Second, remodel and diversify agrifood methods to scale back dependence on a slim set of commodities and strengthen native manufacturing of nutritious meals. This requires investments in logistics, storage, and transport infrastructure to scale back prices borne by ultimate shoppers.
Third, keep open, predictable, and rules-based worldwide commerce. Commerce restrictions exacerbate volatility and make meals much more costly; due to this fact, they need to be averted, particularly throughout instances of disaster.
Fourth, strengthen market data and monitoring methods to anticipate inflationary pressures and allow fast, evidence-based responses.
And fifth, promote local weather resilience and macroeconomic stability by means of sustainable farming practices, expanded entry to agricultural insurance coverage, and efficient threat administration, alongside accountable fiscal and financial insurance policies.

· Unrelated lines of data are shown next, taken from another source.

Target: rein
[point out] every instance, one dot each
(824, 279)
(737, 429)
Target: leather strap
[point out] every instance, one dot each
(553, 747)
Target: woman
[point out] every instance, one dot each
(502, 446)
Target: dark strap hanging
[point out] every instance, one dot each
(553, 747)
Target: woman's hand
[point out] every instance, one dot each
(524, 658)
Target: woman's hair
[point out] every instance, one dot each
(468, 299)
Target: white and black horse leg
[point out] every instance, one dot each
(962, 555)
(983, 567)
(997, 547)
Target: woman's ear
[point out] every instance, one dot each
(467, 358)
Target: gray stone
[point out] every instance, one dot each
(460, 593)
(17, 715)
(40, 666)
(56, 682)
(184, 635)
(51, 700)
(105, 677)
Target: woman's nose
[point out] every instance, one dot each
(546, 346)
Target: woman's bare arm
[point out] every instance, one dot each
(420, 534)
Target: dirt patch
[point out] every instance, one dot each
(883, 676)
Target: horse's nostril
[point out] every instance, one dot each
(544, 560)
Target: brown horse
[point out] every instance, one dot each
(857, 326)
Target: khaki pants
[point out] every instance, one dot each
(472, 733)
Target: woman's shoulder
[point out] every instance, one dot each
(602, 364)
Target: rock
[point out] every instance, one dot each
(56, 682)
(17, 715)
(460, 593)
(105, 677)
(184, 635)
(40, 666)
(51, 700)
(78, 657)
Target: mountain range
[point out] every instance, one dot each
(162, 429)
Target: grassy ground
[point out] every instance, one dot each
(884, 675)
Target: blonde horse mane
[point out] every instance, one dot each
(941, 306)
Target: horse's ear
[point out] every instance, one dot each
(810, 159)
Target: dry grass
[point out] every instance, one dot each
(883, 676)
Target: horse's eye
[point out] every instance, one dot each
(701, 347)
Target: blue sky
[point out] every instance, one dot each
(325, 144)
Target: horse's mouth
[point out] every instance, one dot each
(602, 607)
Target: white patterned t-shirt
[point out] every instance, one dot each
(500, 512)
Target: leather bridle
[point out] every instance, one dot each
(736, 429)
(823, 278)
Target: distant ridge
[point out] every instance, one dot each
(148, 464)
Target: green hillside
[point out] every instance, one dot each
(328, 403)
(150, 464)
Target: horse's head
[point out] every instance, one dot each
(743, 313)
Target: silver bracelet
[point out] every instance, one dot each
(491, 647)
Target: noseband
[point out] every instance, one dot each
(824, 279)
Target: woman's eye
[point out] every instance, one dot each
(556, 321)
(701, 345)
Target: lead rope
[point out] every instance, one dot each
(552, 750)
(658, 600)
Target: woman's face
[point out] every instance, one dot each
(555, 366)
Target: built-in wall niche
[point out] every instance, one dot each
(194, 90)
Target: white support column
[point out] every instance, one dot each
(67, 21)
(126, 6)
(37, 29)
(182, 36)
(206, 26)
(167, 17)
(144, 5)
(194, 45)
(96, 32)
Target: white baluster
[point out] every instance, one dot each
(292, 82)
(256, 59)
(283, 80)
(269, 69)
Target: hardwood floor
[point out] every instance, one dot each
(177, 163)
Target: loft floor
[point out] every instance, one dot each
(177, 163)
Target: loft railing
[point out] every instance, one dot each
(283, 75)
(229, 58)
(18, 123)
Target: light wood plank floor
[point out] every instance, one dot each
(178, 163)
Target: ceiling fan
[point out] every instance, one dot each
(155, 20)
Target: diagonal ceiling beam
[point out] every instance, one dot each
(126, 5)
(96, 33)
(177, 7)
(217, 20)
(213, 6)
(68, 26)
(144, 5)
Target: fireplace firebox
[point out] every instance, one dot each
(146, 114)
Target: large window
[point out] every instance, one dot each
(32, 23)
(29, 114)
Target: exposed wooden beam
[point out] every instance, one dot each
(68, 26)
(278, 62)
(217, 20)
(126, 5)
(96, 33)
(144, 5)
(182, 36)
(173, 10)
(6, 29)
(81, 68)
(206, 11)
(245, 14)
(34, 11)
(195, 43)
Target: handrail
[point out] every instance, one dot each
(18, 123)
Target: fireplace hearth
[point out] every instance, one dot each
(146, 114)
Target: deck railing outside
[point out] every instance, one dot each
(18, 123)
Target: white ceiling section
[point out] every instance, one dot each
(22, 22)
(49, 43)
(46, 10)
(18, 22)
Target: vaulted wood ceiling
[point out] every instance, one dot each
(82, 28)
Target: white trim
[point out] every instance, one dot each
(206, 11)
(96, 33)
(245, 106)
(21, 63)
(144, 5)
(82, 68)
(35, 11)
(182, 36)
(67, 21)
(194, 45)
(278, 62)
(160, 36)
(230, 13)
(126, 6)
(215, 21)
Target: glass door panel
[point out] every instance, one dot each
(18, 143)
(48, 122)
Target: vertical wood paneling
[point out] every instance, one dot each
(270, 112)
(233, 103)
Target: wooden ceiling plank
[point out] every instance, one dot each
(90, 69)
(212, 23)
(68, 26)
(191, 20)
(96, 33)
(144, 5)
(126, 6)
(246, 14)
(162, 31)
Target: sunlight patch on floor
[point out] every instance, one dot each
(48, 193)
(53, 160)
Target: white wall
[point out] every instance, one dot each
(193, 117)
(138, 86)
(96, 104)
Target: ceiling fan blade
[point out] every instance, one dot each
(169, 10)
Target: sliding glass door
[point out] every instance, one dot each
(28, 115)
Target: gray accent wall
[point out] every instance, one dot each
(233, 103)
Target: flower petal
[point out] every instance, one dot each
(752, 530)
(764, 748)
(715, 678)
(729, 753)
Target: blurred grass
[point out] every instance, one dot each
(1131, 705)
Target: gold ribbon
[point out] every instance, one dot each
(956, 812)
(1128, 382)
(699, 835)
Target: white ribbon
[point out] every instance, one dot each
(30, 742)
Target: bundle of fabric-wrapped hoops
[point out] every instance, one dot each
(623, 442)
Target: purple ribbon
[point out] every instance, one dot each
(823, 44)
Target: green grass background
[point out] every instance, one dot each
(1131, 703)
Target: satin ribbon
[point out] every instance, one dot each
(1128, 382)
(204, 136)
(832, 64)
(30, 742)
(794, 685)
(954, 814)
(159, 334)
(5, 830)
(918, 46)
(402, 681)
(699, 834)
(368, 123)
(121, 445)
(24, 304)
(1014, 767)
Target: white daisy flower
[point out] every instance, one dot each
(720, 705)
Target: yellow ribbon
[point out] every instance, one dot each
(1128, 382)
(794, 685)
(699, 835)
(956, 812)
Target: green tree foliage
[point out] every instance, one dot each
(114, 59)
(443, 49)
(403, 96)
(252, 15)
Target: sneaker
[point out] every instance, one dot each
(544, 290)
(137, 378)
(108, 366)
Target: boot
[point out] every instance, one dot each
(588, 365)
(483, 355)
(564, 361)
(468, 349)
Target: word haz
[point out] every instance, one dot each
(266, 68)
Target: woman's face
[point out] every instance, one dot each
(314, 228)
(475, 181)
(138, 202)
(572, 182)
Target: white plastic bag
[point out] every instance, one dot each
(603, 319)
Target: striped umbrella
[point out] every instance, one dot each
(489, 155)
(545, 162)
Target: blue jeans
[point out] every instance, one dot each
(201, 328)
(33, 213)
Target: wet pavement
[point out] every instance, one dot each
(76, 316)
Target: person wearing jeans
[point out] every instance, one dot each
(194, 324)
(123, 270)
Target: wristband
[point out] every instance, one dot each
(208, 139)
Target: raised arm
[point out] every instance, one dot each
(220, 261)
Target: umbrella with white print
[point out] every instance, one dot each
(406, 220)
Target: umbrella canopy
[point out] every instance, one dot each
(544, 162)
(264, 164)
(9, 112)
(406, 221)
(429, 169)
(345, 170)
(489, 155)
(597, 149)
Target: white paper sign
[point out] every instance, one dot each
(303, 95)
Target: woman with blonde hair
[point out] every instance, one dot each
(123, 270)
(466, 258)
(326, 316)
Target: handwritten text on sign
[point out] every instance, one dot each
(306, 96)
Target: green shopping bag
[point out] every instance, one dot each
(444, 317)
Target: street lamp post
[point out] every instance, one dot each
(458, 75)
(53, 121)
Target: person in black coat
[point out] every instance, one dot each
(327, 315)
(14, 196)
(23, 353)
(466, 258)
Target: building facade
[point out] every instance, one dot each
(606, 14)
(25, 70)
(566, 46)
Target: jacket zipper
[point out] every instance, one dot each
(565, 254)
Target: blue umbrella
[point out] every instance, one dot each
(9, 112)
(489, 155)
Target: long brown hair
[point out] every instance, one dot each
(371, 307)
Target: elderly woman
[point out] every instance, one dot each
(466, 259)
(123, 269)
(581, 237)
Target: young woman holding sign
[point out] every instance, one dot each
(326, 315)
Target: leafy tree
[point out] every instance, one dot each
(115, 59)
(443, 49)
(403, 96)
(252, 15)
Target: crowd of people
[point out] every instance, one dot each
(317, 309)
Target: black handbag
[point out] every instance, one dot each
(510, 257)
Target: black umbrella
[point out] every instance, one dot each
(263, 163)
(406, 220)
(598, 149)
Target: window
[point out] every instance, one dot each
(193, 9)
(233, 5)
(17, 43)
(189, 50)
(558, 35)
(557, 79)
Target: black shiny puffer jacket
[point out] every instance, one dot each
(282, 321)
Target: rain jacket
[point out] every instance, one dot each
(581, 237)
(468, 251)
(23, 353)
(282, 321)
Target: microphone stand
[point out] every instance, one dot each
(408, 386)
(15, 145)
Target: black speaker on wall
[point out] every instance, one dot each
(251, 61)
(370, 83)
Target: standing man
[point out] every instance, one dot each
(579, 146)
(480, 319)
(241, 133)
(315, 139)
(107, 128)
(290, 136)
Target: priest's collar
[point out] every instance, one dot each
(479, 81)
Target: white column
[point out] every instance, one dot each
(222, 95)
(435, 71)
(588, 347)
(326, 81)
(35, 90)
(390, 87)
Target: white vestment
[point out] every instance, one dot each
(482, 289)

Latin America and the Caribbean have proven that, with sound insurance policies and political will, it’s attainable to scale back starvation even in an opposed international context. However meals inflation reminds us that progress is fragile, and structural vulnerabilities can erode it rapidly.
The area has the expertise, capability, and productive potential; what is required now’s strategic funding, regional coordination, and renewed dedication in order that the appropriate to enough meals ceases to be an unfulfilled aim and turns into a tangible actuality for all.
*Máximo Torero Cullen is the chief economist of the Meals and Agriculture Group (FAO) and Regional Consultant advert interim for Latin America and the Caribbean.